Dans la Souchez, près de Noyelles-Godault, des traces de plomb et de mercure issus d’anciennes activités industrielles sont encore mesurées dans les sédiments (Université d’Artois, étude 2022). Leur toxicité décime les invertébrés aquatiques de base, ce qui réduit également la capacité d’accueil pour les poissons d’intérêt.

Néanmoins, le retour de la loutre sur la Scarpe et la présence ponctuelle du martin-pêcheur témoignent d’une dynamique positive récente et fragile.

Observer les poissons : pratiques locales et initiatives pédagogiques

Aujourd’hui, plusieurs associations, fédérations de pêche et écoles participent à faire redécouvrir les poissons de la région, dans une démarche à la fois scientifique et ludique.

  • Ateliers de pêches « découverte » : Organisés notamment par la Fédération de pêche du Pas-de-Calais, ils permettent aux jeunes et aux familles d’identifier les principales espèces et de comprendre leur rôle dans l’écosystème (source : www.peche62.fr).
  • Programmes scolaires « rivière vivante » : Sorties accompagnées sur les bords du canal ou de la Souchez, où l’on observe à l’épuisette ou à l’aquascope (matériel transparent pour voir sous l’eau) les alevins, invertébrés et œufs de poisson.

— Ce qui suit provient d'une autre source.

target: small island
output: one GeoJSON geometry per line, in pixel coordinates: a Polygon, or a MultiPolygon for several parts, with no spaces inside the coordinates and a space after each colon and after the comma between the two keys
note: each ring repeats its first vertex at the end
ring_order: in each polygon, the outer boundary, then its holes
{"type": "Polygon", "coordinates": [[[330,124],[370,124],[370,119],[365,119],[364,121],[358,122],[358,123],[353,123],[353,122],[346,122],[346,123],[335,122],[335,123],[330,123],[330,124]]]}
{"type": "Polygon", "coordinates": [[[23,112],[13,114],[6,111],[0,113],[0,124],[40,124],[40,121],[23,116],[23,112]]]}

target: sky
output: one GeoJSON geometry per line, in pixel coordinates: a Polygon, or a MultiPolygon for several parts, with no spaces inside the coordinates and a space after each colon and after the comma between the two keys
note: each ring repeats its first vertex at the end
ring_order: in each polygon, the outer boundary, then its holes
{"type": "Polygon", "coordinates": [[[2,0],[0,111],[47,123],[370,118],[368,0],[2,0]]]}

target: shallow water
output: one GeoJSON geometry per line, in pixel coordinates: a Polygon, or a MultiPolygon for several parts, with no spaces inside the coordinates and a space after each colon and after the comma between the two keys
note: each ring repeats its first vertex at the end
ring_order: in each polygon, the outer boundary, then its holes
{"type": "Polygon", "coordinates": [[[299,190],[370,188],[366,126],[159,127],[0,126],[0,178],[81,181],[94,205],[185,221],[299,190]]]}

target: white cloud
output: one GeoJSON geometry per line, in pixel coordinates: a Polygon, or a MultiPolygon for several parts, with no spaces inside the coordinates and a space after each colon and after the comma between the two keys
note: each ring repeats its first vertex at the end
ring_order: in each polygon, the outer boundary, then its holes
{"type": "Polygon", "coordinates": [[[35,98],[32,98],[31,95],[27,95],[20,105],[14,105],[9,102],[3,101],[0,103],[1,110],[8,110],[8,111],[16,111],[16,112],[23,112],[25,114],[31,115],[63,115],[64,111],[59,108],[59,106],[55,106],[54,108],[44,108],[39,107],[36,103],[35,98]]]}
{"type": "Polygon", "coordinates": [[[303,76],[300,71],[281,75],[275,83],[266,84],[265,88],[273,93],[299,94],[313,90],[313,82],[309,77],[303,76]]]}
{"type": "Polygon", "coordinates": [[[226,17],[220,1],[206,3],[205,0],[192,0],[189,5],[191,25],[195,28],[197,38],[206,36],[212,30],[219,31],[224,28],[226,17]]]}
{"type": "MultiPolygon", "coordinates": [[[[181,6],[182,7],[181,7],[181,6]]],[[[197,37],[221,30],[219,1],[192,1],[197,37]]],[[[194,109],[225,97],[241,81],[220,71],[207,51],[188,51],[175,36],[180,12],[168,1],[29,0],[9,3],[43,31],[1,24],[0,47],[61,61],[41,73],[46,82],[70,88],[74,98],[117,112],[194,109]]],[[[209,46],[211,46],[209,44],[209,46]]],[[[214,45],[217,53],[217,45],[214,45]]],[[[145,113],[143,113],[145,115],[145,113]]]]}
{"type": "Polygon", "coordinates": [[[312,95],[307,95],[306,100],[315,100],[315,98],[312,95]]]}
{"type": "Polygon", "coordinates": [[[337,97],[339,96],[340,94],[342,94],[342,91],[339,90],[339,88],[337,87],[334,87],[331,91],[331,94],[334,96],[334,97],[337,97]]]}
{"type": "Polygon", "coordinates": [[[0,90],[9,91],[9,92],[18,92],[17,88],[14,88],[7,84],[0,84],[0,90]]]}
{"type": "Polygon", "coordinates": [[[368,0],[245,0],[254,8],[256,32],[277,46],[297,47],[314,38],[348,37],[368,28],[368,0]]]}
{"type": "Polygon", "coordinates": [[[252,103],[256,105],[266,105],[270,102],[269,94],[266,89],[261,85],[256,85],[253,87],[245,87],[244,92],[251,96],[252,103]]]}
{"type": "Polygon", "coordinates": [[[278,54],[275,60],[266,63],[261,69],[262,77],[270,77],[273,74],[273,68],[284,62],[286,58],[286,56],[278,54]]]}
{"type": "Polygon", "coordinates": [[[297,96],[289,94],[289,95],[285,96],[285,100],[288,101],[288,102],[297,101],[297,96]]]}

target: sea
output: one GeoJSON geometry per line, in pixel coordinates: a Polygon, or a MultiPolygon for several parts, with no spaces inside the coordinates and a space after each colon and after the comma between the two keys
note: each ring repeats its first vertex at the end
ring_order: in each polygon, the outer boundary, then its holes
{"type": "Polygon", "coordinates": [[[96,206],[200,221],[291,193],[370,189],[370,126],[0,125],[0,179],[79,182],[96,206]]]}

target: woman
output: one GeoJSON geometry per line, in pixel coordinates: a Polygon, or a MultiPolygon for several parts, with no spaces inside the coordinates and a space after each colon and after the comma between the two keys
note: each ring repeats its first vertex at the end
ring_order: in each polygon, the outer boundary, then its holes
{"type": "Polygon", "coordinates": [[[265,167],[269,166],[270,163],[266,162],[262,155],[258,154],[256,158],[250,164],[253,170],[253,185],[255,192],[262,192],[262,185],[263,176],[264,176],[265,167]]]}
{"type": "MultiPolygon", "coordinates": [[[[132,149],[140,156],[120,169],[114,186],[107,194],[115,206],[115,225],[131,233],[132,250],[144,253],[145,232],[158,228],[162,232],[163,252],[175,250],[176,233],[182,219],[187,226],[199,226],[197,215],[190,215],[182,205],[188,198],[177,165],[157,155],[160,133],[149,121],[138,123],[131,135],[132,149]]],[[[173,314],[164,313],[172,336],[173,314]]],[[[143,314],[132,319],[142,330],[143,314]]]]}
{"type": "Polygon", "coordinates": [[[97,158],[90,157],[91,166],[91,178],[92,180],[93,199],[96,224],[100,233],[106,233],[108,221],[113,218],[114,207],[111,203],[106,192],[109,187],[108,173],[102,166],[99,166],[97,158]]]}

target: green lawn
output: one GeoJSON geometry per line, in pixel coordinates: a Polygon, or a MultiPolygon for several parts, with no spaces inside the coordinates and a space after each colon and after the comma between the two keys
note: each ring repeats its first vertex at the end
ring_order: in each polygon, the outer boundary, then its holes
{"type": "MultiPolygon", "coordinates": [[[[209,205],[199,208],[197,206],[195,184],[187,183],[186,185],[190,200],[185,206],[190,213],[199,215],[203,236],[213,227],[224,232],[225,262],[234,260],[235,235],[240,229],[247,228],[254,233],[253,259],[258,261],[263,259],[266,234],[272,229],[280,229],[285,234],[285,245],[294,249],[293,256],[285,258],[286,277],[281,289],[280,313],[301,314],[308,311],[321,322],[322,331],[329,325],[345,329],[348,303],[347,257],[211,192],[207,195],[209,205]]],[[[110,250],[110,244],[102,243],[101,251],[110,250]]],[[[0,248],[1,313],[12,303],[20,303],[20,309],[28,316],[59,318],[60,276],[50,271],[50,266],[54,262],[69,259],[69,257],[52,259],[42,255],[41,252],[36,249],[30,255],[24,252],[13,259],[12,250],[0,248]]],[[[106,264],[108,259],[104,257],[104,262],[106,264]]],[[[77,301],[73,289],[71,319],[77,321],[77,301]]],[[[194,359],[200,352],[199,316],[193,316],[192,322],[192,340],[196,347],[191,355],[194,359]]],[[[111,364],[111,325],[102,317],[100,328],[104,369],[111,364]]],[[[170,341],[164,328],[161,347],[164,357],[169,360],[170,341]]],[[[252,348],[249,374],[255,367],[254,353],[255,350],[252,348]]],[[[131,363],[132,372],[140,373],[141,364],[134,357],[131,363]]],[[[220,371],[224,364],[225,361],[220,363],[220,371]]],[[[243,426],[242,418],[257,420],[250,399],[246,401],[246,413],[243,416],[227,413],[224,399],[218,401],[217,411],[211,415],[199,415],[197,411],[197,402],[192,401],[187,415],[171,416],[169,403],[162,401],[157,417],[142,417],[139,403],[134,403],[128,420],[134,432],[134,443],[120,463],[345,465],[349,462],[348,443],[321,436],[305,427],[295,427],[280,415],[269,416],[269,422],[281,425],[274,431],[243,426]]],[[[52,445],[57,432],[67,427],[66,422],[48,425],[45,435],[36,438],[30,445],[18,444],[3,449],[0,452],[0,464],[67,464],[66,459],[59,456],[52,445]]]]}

Les campagnes de sciences participatives encouragent les relevés citoyens.
  • Inventaires participatifs « poissons et amphibiens » : Plusieurs inventaires sont en cours à l’échelle du bassin versant pour aider à repérer les zones à restaurer et les espèces à protéger (menés par le Parc Naturel Régional Scarpe-Escaut, rapports annuels consultables).

Valoriser et protéger un patrimoine discret

Les poissons des rivières et canaux d’Hénin-Carvin ne sont pas seulement des indicateurs de la qualité de l’eau ou des cibles pour les pêcheurs. Ils sont révélateurs des équilibres locaux, du lien entre ville et campagne, et de notre capacité à cohabiter avec le monde sauvage.

En réhabilitant certains fossés, en maintenant des friches humides ou en aménageant des passes à poissons, le territoire contribue à préserver ce patrimoine discret mais vivant. La meilleure façon de les découvrir reste encore l’observation paisible, la curiosité et la transmission aux générations qui viennent.

Ressources bibliographiques et liens utiles :

  • DREAL Hauts-de-France, état écologique des rivières, synthèse annuelle 2022.
  • Agence de l’Eau Artois Picardie, rapport 2023 sur les cours d’eau du bassin.
  • Université d’Artois, « Pollution industrielle et biodiversité en bassin minier », 2022.
  • Site de la Fédération de pêche du Pas-de-Calais : peche62.fr.
  • Parc Naturel Régional Scarpe-Escaut, rapports inventaires faune aquatique.